28 JANUARY 1928, Page 10

The Fauna and Flora of Covent Garden Market

THIRTY years ago, C. J. Cornish, writing in the Spectator on " The Cat About Town," quoted a statement made by some unofficial cat-census authority, in which it was estimated that the cat-population of London numbered 400,000, of which half were unattached. This meant that in 1898 there were 200,000 cats living in London entirely outside the bounds of human jurisdiction—a formidable regiment. Such cats were, and are, pigeon-hunters, rat-hunters, sparrow- hunters, living an almost completely nocturnal life and bringing up their families behind barrels in warehouses, in the dark crevices of disused Thames barges, and in the obscurest corners of great markets where mice abound and straw is easily obtainable. One of their favourite nesting-places is the roofed- in portion of Covent Garden fruit and flower market ; here you will see the first crops of smoky-blue and soot-black kittens of the season, nestling among faded narcissus blooms, or curled up in a form of dusty cabbage leaves. So far as I am aware, these kittens do not suffer the usual fate of the unwanted, because they are necessary as vermin-catching machines. In the Thames Street warehouses, cats have practically attained the status of sacred animals, and the more sturdy kittens a mother-cat can produce the greater her value. In Covent Garden cats do not perhaps sit upon quite so lofty a pedestal ; but they are nevertheless reverenced. They have their recog- nized day-dormitories—there is one melancholy white tom which, I believe, will sleep nowhere but on a crate of orange pippins—and nobody ever thinks of disturbing them. In their own eyes they are " the Garden's " most important occupants, and it is because I have a good deal of respect for the opinions of cats that I have written of them first. Here is one of the chief cradles of a city which must contain well over half-a- million independent cats. It is a subduing thought. But nobody should attempt even the lightest appreciation of the Covent Garden area without first recognizing, at least, the existence of its self-appointed guardians.

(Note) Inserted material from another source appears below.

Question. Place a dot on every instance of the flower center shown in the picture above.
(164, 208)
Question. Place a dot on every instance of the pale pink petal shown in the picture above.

* * * * The other animals which unmistakably belong to the Market and nowhere else are its " flower-mokes." These little creatures, one or two of which are usually patiently standing alongside the kerb in. York Street, between the shafts of a cart fluttering with daffodils from the Scilly Isles or loaded with boxes of Parma violets, are no ordinary donkeys. Long acquaintance with their Cockney masters has sharpened their already sharp wits and made them, perhaps, the wisest beasts that man has ever subdued to his will. I have never under- stood the jibes at donkeys ; even the least intelligent of the species seeming to me to make the most delightful companions imaginable. The Covent Garden donkeys know English, as you find out when you speak to one, or drive his flower and vegetable cart for a few days. I used to know one—Jinny by name—who trotted down from Holloway every morning to take in a cargo of beetroots, potatoes, and carrots. Her mother was one of the little asbestos-grey asses of Connemara. She was as round as a barrel, with a liquid amber eye and long velvet ears that missed nothing. When her master said, " We'll be late to-night, Jinny," she would utter a loud wailing neigh and stamp her foot. But when he said, " Shan't be long now, old girl," she would prick up her ears and almost dance on the cobbles for excitement. Covent Garden is the last refuge of the London " mokes," little blinkered fellows who trail clouds of petals through the grey streets. May they long be found there. But I wish that their masters, and all London rosters who go about with donkeys, could be put back into working-rigs of pearlies again, instead of merely blossoming out into their shining suits on ceremonial occasions.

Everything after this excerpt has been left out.